BY CATHERINE TSAI
The Cincinnati Enquirer
COVINGTON -- On a rare night when Tammy Wagner's family was all in one place, her nightmare began.
Sunday, she went to her sister's apartment in Covington to pick up her brother's and sister's children for vacation Bible school. Minutes later, a man waving two guns pushed his way in, tied up five adults and left the sixth -- her sister's husband, Paul Smith -- untied with a gun to his head, Mrs. Wagner said.
The siblings' six children, ages 5 to 13, were not tied, but the man put a gun to the head of Mrs. Wagner's 13-year-old son.
"He threatened to kill someone if anyone moved or did something wrong," Mrs. Wagner said. "He had a gun pointed at someone at all times."
Even after a man was arrested Sunday in connection with that robbery and three other similar weekend break-ins, Mrs. Wagner still hears her 13-year-old cry in the night.
"It's just begun when it's over," she said.
The robbery of Mrs. Wagner's extended family was the last of four similar crimes that happened before police arrested a suspect, Samuel Carter, 18, in Cincinnati on Sunday.
The events described by Mrs. Wagner mimic a break-in early Sunday in which the suspect ordered a victim to tie everyone else while he rounded up valuables.
Mrs.

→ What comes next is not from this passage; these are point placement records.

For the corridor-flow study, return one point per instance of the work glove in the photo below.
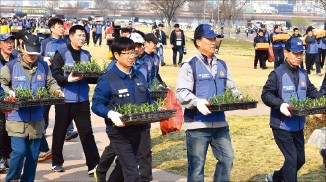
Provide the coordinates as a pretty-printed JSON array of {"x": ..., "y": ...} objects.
[
  {"x": 59, "y": 93},
  {"x": 72, "y": 78},
  {"x": 202, "y": 106},
  {"x": 285, "y": 109},
  {"x": 115, "y": 118},
  {"x": 12, "y": 94},
  {"x": 48, "y": 60}
]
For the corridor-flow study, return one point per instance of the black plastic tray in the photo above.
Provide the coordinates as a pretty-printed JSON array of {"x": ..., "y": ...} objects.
[
  {"x": 41, "y": 102},
  {"x": 233, "y": 106},
  {"x": 307, "y": 111},
  {"x": 147, "y": 117},
  {"x": 6, "y": 105},
  {"x": 86, "y": 74}
]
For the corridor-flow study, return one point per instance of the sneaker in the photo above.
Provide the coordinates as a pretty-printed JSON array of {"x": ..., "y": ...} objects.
[
  {"x": 44, "y": 156},
  {"x": 71, "y": 135},
  {"x": 91, "y": 172},
  {"x": 99, "y": 177},
  {"x": 58, "y": 168},
  {"x": 269, "y": 178}
]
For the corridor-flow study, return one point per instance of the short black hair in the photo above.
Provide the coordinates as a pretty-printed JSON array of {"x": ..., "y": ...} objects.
[
  {"x": 122, "y": 44},
  {"x": 125, "y": 30},
  {"x": 74, "y": 28},
  {"x": 54, "y": 21}
]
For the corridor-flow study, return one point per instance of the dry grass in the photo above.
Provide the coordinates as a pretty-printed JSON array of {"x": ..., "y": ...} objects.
[{"x": 256, "y": 153}]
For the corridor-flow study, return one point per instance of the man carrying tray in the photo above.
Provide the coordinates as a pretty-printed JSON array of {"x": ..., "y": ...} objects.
[
  {"x": 286, "y": 81},
  {"x": 202, "y": 78},
  {"x": 122, "y": 84},
  {"x": 25, "y": 126}
]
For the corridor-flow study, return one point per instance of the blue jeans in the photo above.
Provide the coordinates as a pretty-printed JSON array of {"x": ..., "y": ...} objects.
[
  {"x": 198, "y": 141},
  {"x": 23, "y": 148},
  {"x": 159, "y": 51},
  {"x": 175, "y": 50}
]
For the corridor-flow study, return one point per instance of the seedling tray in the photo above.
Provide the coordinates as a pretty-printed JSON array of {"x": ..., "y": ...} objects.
[
  {"x": 307, "y": 111},
  {"x": 233, "y": 106},
  {"x": 86, "y": 74},
  {"x": 147, "y": 117},
  {"x": 41, "y": 102},
  {"x": 7, "y": 105},
  {"x": 159, "y": 93}
]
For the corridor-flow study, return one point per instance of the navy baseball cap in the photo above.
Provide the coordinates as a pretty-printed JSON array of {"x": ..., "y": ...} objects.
[
  {"x": 294, "y": 44},
  {"x": 6, "y": 36},
  {"x": 204, "y": 30},
  {"x": 32, "y": 44}
]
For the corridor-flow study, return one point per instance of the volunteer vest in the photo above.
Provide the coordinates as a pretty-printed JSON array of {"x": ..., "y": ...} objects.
[
  {"x": 206, "y": 86},
  {"x": 75, "y": 91},
  {"x": 20, "y": 80},
  {"x": 312, "y": 48},
  {"x": 120, "y": 95},
  {"x": 287, "y": 89}
]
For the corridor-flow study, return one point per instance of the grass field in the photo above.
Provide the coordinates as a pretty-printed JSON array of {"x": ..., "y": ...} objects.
[{"x": 256, "y": 153}]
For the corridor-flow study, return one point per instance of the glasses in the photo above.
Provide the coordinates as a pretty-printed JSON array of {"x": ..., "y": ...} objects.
[{"x": 129, "y": 53}]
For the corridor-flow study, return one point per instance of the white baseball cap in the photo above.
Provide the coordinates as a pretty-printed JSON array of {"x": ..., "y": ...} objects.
[{"x": 137, "y": 38}]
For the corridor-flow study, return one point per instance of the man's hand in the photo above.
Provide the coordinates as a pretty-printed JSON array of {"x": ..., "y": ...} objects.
[
  {"x": 115, "y": 118},
  {"x": 285, "y": 109},
  {"x": 59, "y": 93},
  {"x": 202, "y": 106},
  {"x": 72, "y": 78}
]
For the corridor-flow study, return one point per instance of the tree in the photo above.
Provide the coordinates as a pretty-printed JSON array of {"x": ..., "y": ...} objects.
[
  {"x": 166, "y": 8},
  {"x": 227, "y": 11},
  {"x": 300, "y": 22},
  {"x": 197, "y": 7}
]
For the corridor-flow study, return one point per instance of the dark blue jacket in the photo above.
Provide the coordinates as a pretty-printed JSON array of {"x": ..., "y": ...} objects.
[
  {"x": 202, "y": 78},
  {"x": 115, "y": 87}
]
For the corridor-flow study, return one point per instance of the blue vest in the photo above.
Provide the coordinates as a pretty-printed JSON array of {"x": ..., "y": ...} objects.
[
  {"x": 206, "y": 86},
  {"x": 20, "y": 80},
  {"x": 286, "y": 89},
  {"x": 121, "y": 98},
  {"x": 312, "y": 48},
  {"x": 75, "y": 91},
  {"x": 98, "y": 29}
]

Wagner said that minutes after she, her two children and husband arrived at her sister's third-floor apartment at 1551 Maryland, her sister-in-law, Melissa Reynolds, answered a knock at the door.

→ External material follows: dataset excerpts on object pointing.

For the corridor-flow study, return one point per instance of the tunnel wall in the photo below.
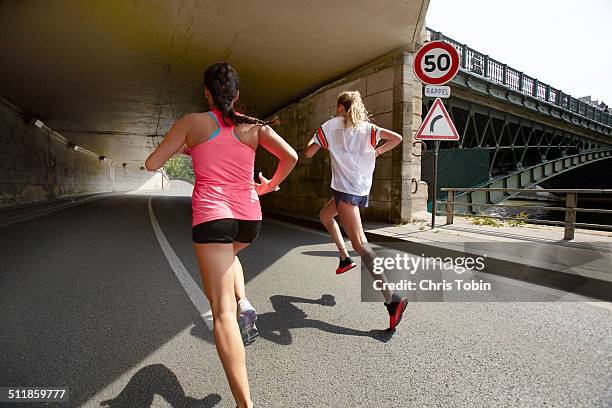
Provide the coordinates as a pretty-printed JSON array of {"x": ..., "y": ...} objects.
[
  {"x": 394, "y": 101},
  {"x": 35, "y": 166}
]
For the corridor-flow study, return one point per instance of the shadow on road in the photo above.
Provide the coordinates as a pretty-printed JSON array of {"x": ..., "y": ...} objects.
[
  {"x": 157, "y": 379},
  {"x": 276, "y": 326},
  {"x": 329, "y": 254}
]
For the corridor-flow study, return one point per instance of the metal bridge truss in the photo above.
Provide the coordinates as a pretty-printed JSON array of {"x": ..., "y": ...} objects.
[{"x": 515, "y": 143}]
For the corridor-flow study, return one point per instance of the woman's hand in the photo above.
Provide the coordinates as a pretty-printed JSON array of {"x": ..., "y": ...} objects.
[{"x": 264, "y": 186}]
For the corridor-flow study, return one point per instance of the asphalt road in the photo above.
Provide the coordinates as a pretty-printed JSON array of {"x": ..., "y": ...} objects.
[{"x": 89, "y": 301}]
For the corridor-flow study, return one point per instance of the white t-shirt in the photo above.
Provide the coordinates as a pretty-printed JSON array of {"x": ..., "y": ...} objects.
[{"x": 352, "y": 154}]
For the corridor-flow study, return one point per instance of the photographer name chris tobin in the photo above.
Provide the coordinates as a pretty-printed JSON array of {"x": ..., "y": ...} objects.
[{"x": 408, "y": 264}]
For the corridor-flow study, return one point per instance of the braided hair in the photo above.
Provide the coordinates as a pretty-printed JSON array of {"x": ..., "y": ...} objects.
[{"x": 222, "y": 82}]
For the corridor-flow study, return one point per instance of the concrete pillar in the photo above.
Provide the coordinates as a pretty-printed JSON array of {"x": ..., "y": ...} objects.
[{"x": 393, "y": 98}]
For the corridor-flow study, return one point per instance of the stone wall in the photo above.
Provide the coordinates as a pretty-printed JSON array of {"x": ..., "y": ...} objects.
[
  {"x": 393, "y": 98},
  {"x": 36, "y": 165}
]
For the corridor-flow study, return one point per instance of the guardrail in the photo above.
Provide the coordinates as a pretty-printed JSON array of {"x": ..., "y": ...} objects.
[
  {"x": 570, "y": 209},
  {"x": 481, "y": 64}
]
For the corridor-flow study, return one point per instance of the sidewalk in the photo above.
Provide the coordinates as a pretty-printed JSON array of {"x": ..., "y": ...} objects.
[{"x": 529, "y": 252}]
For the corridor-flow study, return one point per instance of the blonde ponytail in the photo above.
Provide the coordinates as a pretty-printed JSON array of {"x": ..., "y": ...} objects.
[{"x": 355, "y": 109}]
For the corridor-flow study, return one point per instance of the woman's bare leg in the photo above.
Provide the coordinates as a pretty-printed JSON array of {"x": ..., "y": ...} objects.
[
  {"x": 216, "y": 263},
  {"x": 351, "y": 221},
  {"x": 239, "y": 289},
  {"x": 326, "y": 215}
]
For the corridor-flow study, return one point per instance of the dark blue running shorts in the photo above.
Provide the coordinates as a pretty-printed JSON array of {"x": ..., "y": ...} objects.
[{"x": 359, "y": 201}]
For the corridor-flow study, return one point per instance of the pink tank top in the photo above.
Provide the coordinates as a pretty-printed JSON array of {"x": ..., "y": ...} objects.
[{"x": 224, "y": 186}]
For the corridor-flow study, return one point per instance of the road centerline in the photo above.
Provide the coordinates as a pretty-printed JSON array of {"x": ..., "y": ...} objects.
[{"x": 195, "y": 294}]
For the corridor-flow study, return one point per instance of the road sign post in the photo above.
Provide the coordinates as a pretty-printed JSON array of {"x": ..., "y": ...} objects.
[
  {"x": 435, "y": 64},
  {"x": 434, "y": 202}
]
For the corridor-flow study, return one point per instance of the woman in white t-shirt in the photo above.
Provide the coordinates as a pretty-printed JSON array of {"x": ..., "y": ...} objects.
[{"x": 351, "y": 140}]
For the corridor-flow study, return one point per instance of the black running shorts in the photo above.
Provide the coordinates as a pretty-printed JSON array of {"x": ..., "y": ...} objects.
[{"x": 226, "y": 231}]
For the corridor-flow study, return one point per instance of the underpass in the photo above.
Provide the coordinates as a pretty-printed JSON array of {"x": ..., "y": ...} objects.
[{"x": 93, "y": 304}]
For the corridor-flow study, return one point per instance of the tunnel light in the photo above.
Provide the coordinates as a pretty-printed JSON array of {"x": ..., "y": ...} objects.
[{"x": 37, "y": 122}]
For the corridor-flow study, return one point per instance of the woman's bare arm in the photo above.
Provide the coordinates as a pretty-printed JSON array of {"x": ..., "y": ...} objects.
[
  {"x": 272, "y": 142},
  {"x": 174, "y": 142},
  {"x": 311, "y": 148},
  {"x": 391, "y": 139}
]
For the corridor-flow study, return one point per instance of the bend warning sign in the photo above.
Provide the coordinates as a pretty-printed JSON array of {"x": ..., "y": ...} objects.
[{"x": 437, "y": 124}]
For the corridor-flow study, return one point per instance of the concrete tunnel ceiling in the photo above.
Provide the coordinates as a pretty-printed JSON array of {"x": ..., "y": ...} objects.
[{"x": 111, "y": 75}]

All the spouses and children of Mrs. Wagner's brother and sister were in the apartment.
The man pushed Mrs. Reynolds aside, told everyone to get on the floor and told Mr. Smith at gunpoint to tie the adults with surgical tape.
The suspect also turned his gun on Mrs. Wagner's son, telling him to grab a telephone cord so he could tie his parents, Mrs. Wagner said.

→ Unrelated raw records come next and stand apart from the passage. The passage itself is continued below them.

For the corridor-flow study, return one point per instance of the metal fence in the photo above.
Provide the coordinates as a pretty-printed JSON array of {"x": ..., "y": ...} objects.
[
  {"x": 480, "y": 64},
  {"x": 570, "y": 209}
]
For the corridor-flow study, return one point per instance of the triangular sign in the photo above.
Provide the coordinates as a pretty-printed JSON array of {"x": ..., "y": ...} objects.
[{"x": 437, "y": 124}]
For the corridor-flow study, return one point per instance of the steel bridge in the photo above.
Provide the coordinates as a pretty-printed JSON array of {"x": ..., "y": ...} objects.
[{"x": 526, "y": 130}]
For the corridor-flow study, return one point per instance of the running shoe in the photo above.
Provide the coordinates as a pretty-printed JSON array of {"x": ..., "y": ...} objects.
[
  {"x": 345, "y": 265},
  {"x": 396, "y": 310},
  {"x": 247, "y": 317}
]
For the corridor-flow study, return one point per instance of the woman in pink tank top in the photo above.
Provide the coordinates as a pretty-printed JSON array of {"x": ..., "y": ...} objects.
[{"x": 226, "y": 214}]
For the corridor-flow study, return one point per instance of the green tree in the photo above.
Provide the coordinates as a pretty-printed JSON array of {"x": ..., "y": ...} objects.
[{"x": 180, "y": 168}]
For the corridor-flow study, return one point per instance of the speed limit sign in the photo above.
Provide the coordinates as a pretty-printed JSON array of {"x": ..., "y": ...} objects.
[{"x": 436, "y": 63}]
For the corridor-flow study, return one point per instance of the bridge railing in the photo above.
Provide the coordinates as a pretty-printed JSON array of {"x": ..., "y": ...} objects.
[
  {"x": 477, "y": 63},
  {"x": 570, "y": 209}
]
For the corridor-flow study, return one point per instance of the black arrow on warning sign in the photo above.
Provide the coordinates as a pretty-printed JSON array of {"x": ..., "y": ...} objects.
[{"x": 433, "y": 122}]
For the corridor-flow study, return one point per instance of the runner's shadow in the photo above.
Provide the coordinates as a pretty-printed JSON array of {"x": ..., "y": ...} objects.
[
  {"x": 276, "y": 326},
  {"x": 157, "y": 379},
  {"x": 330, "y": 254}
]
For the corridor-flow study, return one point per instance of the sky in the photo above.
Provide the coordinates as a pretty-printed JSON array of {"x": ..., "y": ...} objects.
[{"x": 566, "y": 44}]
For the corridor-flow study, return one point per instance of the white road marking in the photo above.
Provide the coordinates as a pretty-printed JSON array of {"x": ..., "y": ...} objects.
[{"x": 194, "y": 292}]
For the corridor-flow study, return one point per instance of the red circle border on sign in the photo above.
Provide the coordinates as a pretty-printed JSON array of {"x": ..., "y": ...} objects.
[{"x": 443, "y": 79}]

The suspect told his victims he wanted to buy "powder," which the family said they didn't realize meant cocaine.
Mrs. Reynolds said the suspect was calm and collected at first but got angry when no one gave him more than $15. He took Mr. Wagner's wallet and said he'd hit the Wagners' house next.
Before it ended, the suspect took Mr. Smith to a back room with both guns pressed to Mr. Smith's back and head, asking for more money.
Mr. Smith said the suspect also took him to the second floor to ask for money, but no one there heard Mr. Smith's intentionally light knock.
The suspect wanted Mr. Smith to drive Mr. Wagner's car away with him, but Mr. Smith said he pointed to a man up the road, saying he was a retired cop from whom the suspect needed to escape.
After the suspect left, Mr. Smith said, his family called police. The adults had already started removed the surgical tape.
"I was shaken up pretty bad," Mr. Smith said. "The tears wanted to come, but they wouldn't. I was so angry. There's still a lot of hostility, and it'll always remain there."
The family says the robbery left behind fear, children's nightmares and the Smiths' unwillingness to return to Covington.
"It's not fair to have to live life terrified," Mrs. Wagner said.